Rutschman, for the unaware, is a switch-hitting catcher who is the best prospect in the Orioles system. He was a standout at Oregon State University, where he hit .411/.575/.751 this season with 17 home runs and twice as many walks (76) as strikeouts (38). He's already reached A-ball and it doesn't seem too out of line to think he'll be in Double- or Triple-A by this time next year, making a big-league arrival by summer 2021 realistic, if not outright probable.

From a scouting perspective, Rutschman projects to have four well-above-average tools, with his speed being the only one he lacks. At full maturation, Rutschman could hit for average and power while being an asset behind the plate with a good arm. Add in his other skills -- he grades as a plus framer, per scouts and other teams' internal metrics, and he has a mature approach at the dish -- and there's All-Star potential here; there's face-of-the-franchise potential, too.

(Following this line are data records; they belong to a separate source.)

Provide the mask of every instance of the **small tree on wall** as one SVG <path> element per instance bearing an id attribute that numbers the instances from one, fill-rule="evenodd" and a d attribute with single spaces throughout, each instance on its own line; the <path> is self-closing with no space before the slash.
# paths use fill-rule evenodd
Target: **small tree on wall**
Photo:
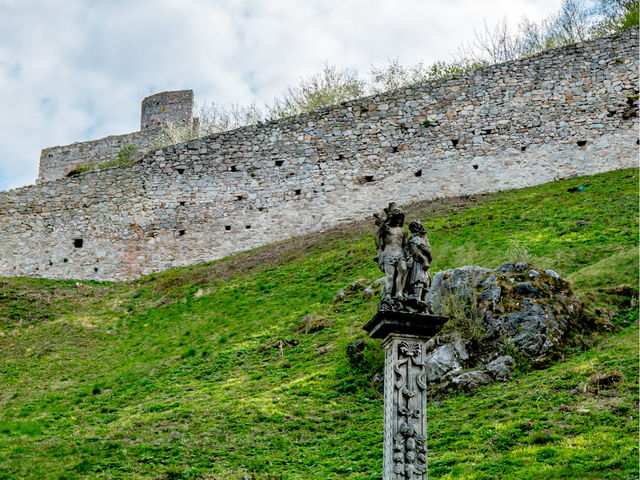
<path id="1" fill-rule="evenodd" d="M 302 77 L 298 85 L 290 86 L 267 105 L 267 116 L 271 119 L 298 115 L 335 105 L 365 95 L 366 84 L 354 70 L 338 70 L 325 63 L 318 73 Z"/>

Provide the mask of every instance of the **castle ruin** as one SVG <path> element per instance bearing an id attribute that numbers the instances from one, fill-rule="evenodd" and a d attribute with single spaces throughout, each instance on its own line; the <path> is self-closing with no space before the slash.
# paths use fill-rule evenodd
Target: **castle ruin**
<path id="1" fill-rule="evenodd" d="M 65 177 L 165 118 L 193 121 L 190 91 L 154 95 L 133 137 L 46 149 L 36 185 L 0 192 L 0 276 L 136 278 L 364 218 L 391 200 L 634 167 L 637 88 L 629 29 Z"/>
<path id="2" fill-rule="evenodd" d="M 193 121 L 193 90 L 156 93 L 142 100 L 139 132 L 42 150 L 36 183 L 64 178 L 81 165 L 117 157 L 118 152 L 129 145 L 140 151 L 149 150 L 165 125 L 191 126 Z"/>

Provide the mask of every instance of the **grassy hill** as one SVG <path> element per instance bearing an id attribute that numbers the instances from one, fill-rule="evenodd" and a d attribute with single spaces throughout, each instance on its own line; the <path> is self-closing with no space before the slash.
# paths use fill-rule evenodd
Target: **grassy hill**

Of course, Rutschman isn't the only prospect of note in Baltimore's system. Right-hander Grayson Rodriguez has flourished this year after being the team's top pick in the 2018 draft, and lefty DL Hall is intriguing. Professional hitter Ryan Mountcastle deserves a trial run in September, and it shouldn't surprise anyone if someone like Adam Hall exceeds expectations. 

Of them all, Rutschman feels like surest bet -- and is perhaps the only player in the organization who seems likely to be on the next competitive O's roster. Is that an overzealous proclamation for a player with just over 100 professional at-bats? Perhaps. But Rutschman is already one of the better position prospects in baseball, with both an enviable ceiling and floor. 

The times aren't great at Camden Yards, where the scores are often lopsided in favor of the opposition and the hometown team's roster is stocked with forgettable transients. Mike Elias and his team of quants have a lot of work ahead of them before the Orioles play baseball in the cool October air again. Rutschman, however, is the prism through which Baltimore can envision a better tomorrow.

Whether it comes to pass is to be seen. But the old parlance is that you're either selling wins or you're selling hope. Rutschman, for now anyway, is Baltimore's great hope.